I have sometimes said to the “Of course I believe the Creed” people that “for us men and for our salvation” certainly covers our redemption from the worship of Aphrodite and Christ’s ownership of my body, with all that this implies. And that “giver of life” is very comprehensive when properly unpacked. Those who framed the creeds were perfectly clear that many ethical questions were completely closed!

There is further ‘unpacking’ in a couple of sermons of mine on the last clause of the Nicene Creed for which you may ask me at priscilla dot turner at telus dot net .

[9] Posted by Dr.
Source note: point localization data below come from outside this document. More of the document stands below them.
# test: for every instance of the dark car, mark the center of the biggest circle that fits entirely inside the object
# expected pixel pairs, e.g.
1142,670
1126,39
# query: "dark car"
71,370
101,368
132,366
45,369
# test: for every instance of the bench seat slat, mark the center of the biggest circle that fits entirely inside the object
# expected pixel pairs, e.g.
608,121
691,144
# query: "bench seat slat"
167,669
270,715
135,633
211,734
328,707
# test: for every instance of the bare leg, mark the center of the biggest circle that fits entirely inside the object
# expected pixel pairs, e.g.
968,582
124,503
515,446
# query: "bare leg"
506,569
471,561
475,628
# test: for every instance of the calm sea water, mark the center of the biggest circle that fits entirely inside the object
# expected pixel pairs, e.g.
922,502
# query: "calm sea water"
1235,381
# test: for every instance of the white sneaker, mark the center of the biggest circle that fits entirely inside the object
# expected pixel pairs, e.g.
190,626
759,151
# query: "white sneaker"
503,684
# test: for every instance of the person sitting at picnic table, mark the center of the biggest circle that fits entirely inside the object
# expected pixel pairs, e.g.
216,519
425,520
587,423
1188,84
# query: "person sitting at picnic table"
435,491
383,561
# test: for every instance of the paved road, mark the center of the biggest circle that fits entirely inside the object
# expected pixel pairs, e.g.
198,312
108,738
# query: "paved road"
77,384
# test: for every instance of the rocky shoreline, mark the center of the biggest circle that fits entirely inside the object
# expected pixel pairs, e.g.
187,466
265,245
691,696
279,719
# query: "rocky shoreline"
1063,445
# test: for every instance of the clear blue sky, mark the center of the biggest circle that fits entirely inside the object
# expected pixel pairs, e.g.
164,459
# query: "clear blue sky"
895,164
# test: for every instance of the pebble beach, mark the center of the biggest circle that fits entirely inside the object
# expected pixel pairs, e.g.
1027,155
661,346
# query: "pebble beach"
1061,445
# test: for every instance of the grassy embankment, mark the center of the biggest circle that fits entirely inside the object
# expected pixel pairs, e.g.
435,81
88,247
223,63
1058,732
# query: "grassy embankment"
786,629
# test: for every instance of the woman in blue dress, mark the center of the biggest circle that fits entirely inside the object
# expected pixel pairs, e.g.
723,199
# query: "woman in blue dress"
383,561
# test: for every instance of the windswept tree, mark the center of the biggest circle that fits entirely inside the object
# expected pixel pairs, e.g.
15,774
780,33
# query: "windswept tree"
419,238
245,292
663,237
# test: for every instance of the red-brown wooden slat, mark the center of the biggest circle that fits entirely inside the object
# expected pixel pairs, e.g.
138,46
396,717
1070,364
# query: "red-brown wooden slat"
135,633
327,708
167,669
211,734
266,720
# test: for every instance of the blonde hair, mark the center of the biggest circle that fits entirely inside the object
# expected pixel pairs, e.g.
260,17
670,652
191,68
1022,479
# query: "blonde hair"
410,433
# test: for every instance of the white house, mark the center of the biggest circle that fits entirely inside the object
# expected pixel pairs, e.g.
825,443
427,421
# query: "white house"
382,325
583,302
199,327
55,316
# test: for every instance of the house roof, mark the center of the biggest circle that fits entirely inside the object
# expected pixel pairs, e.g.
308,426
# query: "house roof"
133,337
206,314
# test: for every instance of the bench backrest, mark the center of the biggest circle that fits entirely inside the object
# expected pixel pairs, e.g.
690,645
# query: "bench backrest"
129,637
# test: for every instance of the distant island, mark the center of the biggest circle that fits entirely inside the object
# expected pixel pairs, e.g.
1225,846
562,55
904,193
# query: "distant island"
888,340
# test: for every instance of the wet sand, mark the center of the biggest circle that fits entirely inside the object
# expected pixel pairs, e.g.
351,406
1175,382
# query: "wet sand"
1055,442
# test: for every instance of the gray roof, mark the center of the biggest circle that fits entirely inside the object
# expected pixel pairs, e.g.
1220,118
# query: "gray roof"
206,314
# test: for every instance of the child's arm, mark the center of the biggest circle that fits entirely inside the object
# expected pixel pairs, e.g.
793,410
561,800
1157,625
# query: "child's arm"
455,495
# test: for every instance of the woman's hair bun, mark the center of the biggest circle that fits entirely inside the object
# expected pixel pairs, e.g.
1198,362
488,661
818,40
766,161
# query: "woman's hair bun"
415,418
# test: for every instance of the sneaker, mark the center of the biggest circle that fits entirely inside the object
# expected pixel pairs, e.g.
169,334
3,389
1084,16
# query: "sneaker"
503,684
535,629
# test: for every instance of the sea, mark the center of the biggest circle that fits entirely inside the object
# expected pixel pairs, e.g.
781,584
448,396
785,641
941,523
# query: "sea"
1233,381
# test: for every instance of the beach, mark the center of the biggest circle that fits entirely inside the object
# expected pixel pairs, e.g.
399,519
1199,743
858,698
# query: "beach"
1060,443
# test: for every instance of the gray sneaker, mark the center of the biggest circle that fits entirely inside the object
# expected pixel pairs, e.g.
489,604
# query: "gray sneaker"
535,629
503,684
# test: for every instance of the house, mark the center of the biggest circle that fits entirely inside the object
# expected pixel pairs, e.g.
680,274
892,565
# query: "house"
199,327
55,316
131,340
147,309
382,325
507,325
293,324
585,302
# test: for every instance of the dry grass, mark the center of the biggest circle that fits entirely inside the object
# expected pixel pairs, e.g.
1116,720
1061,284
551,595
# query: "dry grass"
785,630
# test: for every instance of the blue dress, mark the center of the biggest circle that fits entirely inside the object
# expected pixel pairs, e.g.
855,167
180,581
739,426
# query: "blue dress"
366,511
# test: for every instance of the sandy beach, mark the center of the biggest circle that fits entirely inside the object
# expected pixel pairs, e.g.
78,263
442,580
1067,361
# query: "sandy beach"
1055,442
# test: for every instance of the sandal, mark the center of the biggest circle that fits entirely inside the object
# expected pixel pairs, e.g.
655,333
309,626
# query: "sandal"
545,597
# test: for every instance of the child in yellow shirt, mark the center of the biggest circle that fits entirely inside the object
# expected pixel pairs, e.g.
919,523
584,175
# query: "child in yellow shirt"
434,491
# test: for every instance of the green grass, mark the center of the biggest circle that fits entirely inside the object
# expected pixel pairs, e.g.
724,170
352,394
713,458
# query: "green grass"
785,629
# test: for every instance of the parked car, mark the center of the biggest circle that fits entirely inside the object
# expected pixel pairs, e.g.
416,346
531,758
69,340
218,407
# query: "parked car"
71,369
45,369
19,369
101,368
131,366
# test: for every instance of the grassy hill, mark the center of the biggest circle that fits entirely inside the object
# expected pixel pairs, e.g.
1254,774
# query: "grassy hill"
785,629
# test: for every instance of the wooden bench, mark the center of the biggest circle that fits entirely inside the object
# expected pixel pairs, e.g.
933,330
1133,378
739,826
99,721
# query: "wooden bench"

Priscilla Turner on 4-7-2014 at 03:05 AM · [top]

Yes indeed, Dr Turner.  If “we look for the resurrection of the dead and the life of the world to come” and if I say “I believe in the resurrection of the body, and the life everlasting” then that rather precludes any kind of improper sexual activity in the present while we anticipate the re-embodied life of the age to come.  As Tom Wright comments on 1 Corinthians 6:9-11 (‘Paul for Everyone: 1 Corinthians’ page 67), “. . . the creator God has unveiled his genuine model for humanity in Jesus the Messiah, and there are certain ways of behaving which just don’t fit.  If you want to be a truly, fully human being, those ways of behaving have to be left behind.”

[10] Posted by Ross Gill on 4-7-2014 at 09:07 AM · [top]

The Chicago Lambeth Quadrilateral, as a stab at ecumenism, is intriguing on this question. 

It asserts that the Nicene Creed and Apostles’ Creed constitute “sufficient statement of Christian faith.”

BUT, that’s point 2 of the 4.

Point 1 is “The Holy Scriptures of the Old and New Testaments, as ‘containing all things necessary to salvation,’ and as being the rule and ultimate standard of faith.”

So even in this late 1800s, with all kinds of optimistic and liberal theology dawning, Anglicanism’s contribution to Christian unity places Scripture first, and makes it the “court of last resort” for all faith questions.

The Creeds affirm faith in the Triune God, but have little to say about discipleship (“one baptism for the remission of sins” is about the only line that suggests an action on our part).  Progressives who assert that the “Creeds are sufficient” are vulnerable to the retort, “Well, then, I oppose all of your social justice initiatives and will ignore them because they aren’t there in the Creed.”  The argument for “Creedal sufficiency” makes room for the kind of individualistic, inner piety that liberals claim is, well, “the great Western heresy.”

Bottom line, we need the Scriptures in order to guide our incarnation of the truths held in the Creeds.  One way to understand the long “green” stretches of common time is that they give us Biblical insight into Christian living, while the other seasons guide us in the core beliefs and mysteries of our faith.  That’s obviously an over simplification, but in a sense Advent through Trinity Sunday school us in what the Creeds summarize, while the rest of the year is aimed at making us disciples who don’t just hear but “do” the word.

[11] Posted by Timothy Fountain on 4-26-2014 at 11:47 AM · [top]

Without the creeds we will make classic errors in understanding God. That is, thought pattterns embrace previouslty identified heresies. I think the reasons we do that tend to be selfish rather than a matter of intellectual disagreement. In other words, personal permissiveness has more to do with it than disbelief. The creeds and tradition amplifying scripture are guard rails that keep us from driving into the ditch.